While the inflammatory response is necessary for the containment and clearance of infections and the healing of injuries, regulatory mechanisms must be in place to ensure that the inflammatory response is not excessive. A major pathway through which the central nervous system regulates the immune system is the hypothalamic–pituitary–adrenal (HPA) axis (Bateman et al., 1989). The HPA axis controls the hormonal stress response, the mechanism by which the CNS exerts its modulatory actions on the immune response (Sternberg et al., 1992). The pathway originates within the paraventricular nucleus (PVN) of the hypothalamus. The PVN secretes corticotropin-releasing hormone (CRH) into the hypophyseal blood supply, which stimulates the anterior pituitary to release adrenocorticotropic hormone (ACTH) Katsuura et al., 1988, McCoy et al., 1994, Lacosta et al., 1998. The released ACTH induces the adrenal glands to synthesize and release glucocorticoids, i.e., cortisol in the human and corticosterone in the rat (Hansen et al., 2000). Glucocorticoids, such as corticosterone, exert powerful anti-inflammatory effects. Previous studies have shown that chronic morphine treatment desensitizes the HPA axis, leading to desensitization of IL-1β-induced activation of FOS immunoreactivity in the PVN (Chang et al., 1996) and potentiation of IL-1β-induced LEA in the rat mesentery (House et al., 2001). Chronic morphine treatment has also been shown to induce sepsis in an animal model Hilberger et al., 1997, Roy et al., 1998. Furthermore, morphine synergizes with LPS in the progression of endoxemia (Roy et al., 1999).

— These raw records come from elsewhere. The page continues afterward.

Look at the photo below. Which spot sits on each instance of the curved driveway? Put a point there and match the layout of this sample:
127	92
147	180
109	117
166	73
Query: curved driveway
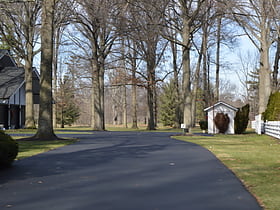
123	171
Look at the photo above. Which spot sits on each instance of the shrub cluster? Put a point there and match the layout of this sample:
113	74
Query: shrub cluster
272	112
8	150
241	119
222	122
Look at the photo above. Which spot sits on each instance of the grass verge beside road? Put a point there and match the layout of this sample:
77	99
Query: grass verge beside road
254	159
31	148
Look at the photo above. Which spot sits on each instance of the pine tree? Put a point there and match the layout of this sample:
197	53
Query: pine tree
272	112
241	119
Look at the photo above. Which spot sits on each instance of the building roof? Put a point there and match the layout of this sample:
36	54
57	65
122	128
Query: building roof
11	78
221	103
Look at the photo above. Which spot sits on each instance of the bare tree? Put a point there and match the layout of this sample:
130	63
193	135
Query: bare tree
63	14
45	124
19	30
94	22
255	17
145	18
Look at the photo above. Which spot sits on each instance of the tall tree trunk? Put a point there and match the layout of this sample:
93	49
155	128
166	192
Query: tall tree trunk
276	67
101	92
151	91
96	121
196	81
217	92
264	77
55	65
134	92
176	85
45	125
29	109
186	75
124	107
205	73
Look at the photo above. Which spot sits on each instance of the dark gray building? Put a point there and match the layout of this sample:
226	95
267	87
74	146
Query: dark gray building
12	92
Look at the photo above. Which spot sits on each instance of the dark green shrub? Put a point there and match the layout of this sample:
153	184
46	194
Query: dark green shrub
8	150
241	119
221	121
203	125
272	112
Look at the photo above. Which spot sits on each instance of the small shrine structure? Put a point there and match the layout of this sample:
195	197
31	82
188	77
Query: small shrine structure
220	107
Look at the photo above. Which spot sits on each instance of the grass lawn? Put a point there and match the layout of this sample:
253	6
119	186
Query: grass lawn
30	148
253	158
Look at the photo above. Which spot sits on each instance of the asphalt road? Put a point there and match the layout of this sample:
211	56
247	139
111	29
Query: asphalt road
123	171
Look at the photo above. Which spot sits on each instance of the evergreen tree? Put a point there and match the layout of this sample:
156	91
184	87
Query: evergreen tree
272	112
241	119
168	105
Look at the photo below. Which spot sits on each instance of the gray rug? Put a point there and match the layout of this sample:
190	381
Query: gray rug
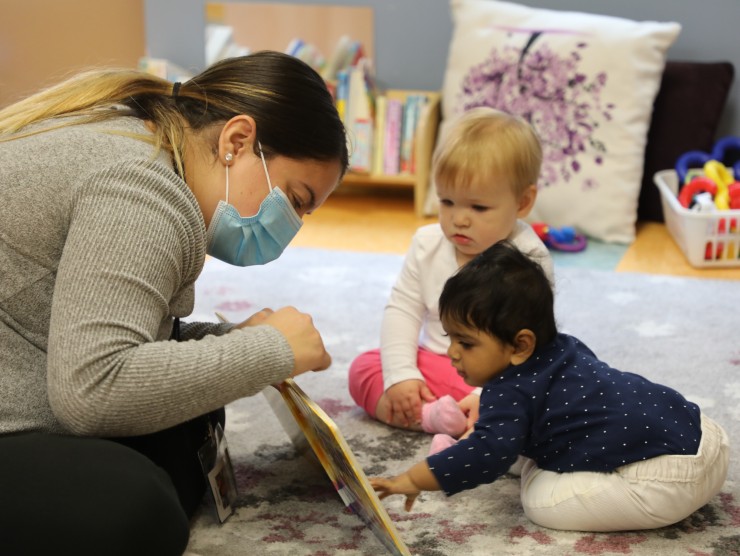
682	332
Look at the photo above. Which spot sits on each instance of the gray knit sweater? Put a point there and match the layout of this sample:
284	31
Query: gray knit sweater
100	245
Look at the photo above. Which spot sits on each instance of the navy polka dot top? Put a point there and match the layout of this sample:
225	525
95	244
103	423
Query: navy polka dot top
568	412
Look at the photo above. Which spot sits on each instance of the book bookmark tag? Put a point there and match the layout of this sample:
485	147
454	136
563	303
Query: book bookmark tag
218	471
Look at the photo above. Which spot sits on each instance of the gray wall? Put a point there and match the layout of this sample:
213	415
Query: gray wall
412	36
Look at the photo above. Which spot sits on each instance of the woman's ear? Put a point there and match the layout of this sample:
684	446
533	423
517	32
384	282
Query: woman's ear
526	201
524	344
237	134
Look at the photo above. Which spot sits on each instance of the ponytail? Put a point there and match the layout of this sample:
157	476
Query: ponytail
290	103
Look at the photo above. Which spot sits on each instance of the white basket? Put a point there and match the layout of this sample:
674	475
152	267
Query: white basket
709	240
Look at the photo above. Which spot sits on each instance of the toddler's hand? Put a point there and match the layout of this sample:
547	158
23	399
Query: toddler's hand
401	484
470	405
405	400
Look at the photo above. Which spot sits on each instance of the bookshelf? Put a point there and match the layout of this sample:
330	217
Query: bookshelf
425	137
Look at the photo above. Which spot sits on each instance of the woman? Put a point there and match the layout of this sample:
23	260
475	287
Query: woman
113	187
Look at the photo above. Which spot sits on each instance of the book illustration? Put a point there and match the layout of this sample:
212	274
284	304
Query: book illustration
296	411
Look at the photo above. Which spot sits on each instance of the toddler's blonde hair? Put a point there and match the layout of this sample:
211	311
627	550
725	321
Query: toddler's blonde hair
486	144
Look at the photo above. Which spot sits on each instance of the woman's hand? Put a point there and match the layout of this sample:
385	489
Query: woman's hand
257	318
405	400
308	348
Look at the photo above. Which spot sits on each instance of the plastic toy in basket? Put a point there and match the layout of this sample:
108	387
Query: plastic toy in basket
707	236
560	239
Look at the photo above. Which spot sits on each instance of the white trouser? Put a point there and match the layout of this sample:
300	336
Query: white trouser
642	495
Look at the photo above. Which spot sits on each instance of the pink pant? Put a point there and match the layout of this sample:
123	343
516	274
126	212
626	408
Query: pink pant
366	378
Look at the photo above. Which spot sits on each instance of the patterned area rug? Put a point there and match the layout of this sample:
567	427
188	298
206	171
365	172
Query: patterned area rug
681	332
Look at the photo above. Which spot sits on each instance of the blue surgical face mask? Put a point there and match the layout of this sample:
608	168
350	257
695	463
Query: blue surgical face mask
253	240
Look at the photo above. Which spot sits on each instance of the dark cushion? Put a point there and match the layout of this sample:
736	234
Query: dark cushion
686	114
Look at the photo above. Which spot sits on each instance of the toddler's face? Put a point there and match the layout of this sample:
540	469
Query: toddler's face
477	356
475	216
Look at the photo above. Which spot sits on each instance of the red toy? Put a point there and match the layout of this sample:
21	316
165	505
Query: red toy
560	239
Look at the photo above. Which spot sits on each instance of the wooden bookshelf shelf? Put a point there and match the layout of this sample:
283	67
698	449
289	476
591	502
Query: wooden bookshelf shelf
424	141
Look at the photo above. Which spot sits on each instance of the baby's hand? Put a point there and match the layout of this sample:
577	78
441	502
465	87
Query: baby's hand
405	400
401	484
470	405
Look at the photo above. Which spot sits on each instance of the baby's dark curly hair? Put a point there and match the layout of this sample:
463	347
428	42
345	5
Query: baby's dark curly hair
500	292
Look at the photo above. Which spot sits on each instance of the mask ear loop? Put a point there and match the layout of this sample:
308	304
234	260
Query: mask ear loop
264	165
228	157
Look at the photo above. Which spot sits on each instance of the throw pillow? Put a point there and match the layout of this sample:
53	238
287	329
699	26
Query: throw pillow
587	84
686	115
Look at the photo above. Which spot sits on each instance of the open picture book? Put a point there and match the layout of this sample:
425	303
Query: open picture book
314	433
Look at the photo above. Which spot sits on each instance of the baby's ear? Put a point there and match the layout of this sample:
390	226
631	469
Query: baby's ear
526	201
524	344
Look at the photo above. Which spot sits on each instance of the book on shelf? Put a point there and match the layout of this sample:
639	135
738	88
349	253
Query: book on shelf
392	134
359	119
379	137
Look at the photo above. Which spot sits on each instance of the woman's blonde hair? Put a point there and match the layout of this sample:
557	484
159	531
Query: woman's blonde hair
290	103
486	144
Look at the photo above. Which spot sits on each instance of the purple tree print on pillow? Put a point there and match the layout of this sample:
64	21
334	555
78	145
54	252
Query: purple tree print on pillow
563	104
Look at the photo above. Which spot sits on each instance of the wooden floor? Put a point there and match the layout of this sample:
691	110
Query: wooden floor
382	220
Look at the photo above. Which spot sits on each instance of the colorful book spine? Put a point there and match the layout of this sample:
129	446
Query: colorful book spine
342	94
393	123
379	141
407	133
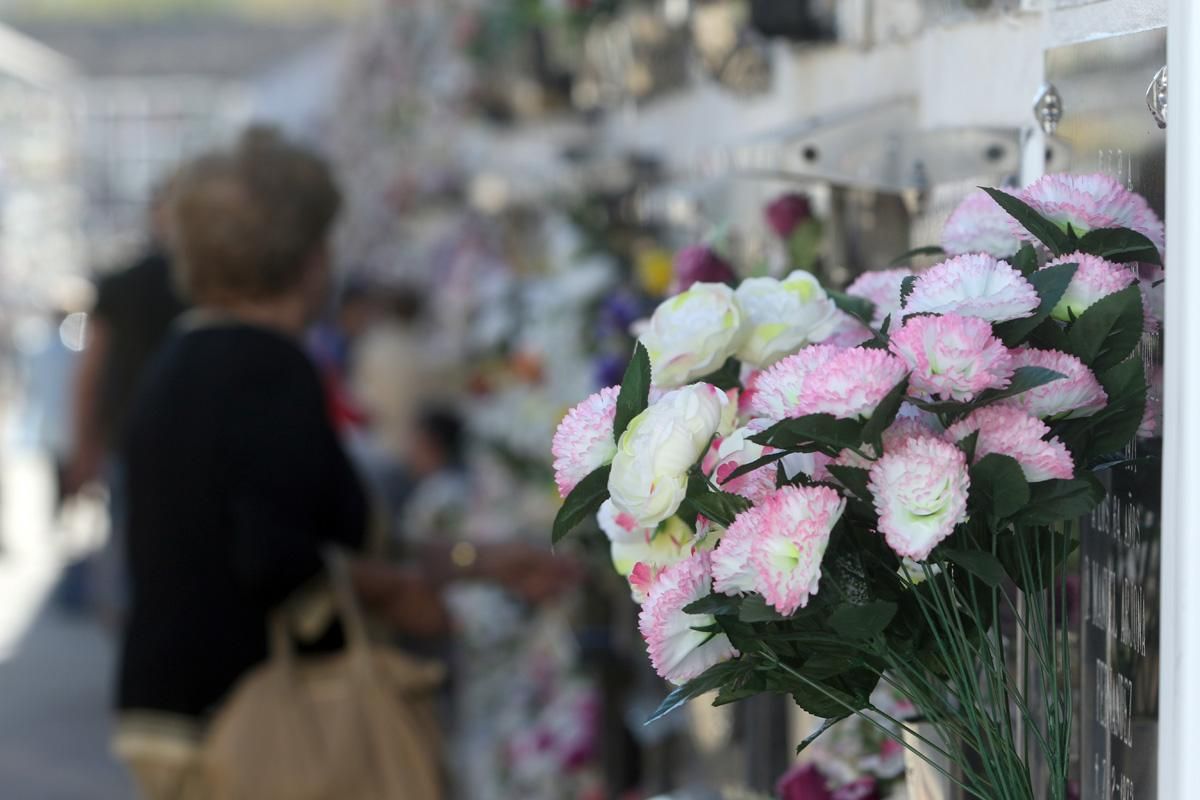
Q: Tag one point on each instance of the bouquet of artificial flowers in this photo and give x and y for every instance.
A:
(815, 493)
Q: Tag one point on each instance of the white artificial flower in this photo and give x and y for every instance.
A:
(781, 317)
(661, 444)
(693, 334)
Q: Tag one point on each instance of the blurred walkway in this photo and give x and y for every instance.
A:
(55, 671)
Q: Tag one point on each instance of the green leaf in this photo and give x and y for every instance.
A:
(583, 501)
(755, 609)
(1119, 422)
(714, 605)
(1050, 284)
(815, 432)
(1026, 260)
(757, 463)
(862, 621)
(1053, 501)
(1044, 230)
(982, 565)
(1109, 330)
(820, 729)
(999, 486)
(713, 679)
(718, 506)
(1024, 379)
(1120, 245)
(635, 390)
(916, 252)
(858, 307)
(885, 415)
(727, 377)
(855, 479)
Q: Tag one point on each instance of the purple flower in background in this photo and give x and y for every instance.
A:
(804, 782)
(617, 312)
(700, 264)
(787, 212)
(864, 788)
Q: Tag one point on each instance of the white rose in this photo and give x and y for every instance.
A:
(661, 444)
(691, 335)
(784, 316)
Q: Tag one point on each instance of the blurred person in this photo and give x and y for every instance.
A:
(133, 313)
(238, 482)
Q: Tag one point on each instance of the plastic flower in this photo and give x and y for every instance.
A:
(1093, 280)
(787, 212)
(981, 226)
(775, 548)
(1096, 200)
(921, 494)
(736, 450)
(1012, 432)
(781, 317)
(851, 384)
(973, 286)
(583, 441)
(701, 264)
(882, 288)
(952, 356)
(649, 471)
(678, 651)
(693, 334)
(777, 392)
(1077, 395)
(631, 543)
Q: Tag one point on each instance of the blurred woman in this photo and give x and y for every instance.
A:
(237, 479)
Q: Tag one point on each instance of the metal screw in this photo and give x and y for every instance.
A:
(1048, 108)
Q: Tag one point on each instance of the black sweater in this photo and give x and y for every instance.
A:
(237, 482)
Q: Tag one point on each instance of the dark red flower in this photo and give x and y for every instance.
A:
(787, 212)
(700, 264)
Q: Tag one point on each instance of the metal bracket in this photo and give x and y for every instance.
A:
(1048, 108)
(1156, 97)
(880, 148)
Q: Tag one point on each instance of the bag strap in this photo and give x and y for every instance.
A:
(346, 602)
(347, 611)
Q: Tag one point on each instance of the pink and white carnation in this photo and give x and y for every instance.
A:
(775, 548)
(979, 226)
(1078, 395)
(583, 441)
(777, 391)
(1095, 280)
(851, 384)
(1090, 202)
(631, 543)
(921, 494)
(781, 317)
(649, 473)
(737, 450)
(1012, 432)
(973, 286)
(678, 651)
(882, 288)
(952, 356)
(693, 334)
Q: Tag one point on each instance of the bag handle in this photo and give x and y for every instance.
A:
(347, 611)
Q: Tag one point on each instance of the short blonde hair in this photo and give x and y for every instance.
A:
(246, 221)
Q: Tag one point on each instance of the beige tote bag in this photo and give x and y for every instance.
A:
(358, 725)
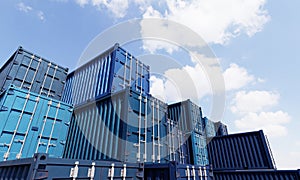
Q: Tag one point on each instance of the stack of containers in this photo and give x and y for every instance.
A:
(125, 126)
(115, 116)
(241, 151)
(188, 117)
(221, 129)
(33, 119)
(209, 127)
(110, 72)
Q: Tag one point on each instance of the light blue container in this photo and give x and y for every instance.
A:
(32, 123)
(33, 73)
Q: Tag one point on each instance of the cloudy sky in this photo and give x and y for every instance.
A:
(255, 41)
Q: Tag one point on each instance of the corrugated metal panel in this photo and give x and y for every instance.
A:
(258, 175)
(175, 171)
(43, 167)
(110, 72)
(31, 123)
(200, 156)
(221, 129)
(240, 151)
(188, 115)
(126, 126)
(209, 127)
(34, 73)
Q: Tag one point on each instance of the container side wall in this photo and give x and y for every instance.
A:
(34, 73)
(240, 151)
(32, 123)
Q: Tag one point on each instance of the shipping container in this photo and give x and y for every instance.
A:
(221, 129)
(34, 73)
(177, 171)
(188, 115)
(209, 127)
(43, 167)
(240, 151)
(31, 123)
(199, 150)
(178, 143)
(108, 73)
(126, 126)
(258, 175)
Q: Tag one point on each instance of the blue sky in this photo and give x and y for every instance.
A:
(257, 43)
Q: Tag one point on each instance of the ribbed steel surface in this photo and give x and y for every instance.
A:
(258, 175)
(221, 129)
(175, 171)
(240, 151)
(199, 150)
(34, 73)
(126, 126)
(43, 167)
(31, 123)
(110, 72)
(187, 114)
(209, 127)
(188, 117)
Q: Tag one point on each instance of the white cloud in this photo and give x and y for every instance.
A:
(253, 101)
(82, 3)
(181, 83)
(41, 15)
(253, 110)
(118, 8)
(236, 77)
(273, 123)
(28, 9)
(218, 21)
(24, 8)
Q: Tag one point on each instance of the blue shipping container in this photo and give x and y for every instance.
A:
(258, 175)
(188, 115)
(34, 73)
(221, 129)
(177, 171)
(43, 167)
(199, 153)
(126, 126)
(108, 73)
(240, 151)
(209, 127)
(31, 123)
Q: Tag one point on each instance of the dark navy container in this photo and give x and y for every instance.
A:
(187, 114)
(108, 73)
(240, 151)
(34, 73)
(258, 175)
(31, 123)
(188, 117)
(126, 126)
(209, 127)
(176, 171)
(221, 129)
(41, 166)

In this study, we demonstrated that rats chronically treated with morphine and given a subsequent intraperitoneal (i.p.) injection of LPS showed increased LEI, suppressed production of corticosterone, and elevated levels of TNF-α, IL-1β, and IL-6. In addition, LPS-challenged rats treated with chronic morphine developed a decrease in MAP, reduced body temperature, and plasma TAT concentrations significantly greater than placebo-treated rats. Chronic treatment with morphine alone resulted in an increase in serum endotoxin levels. Taken together, these data provide insight into the physiologic phenomena associated with the progression of sepsis in morphine-tolerant individuals at both the molecular and cellular levels.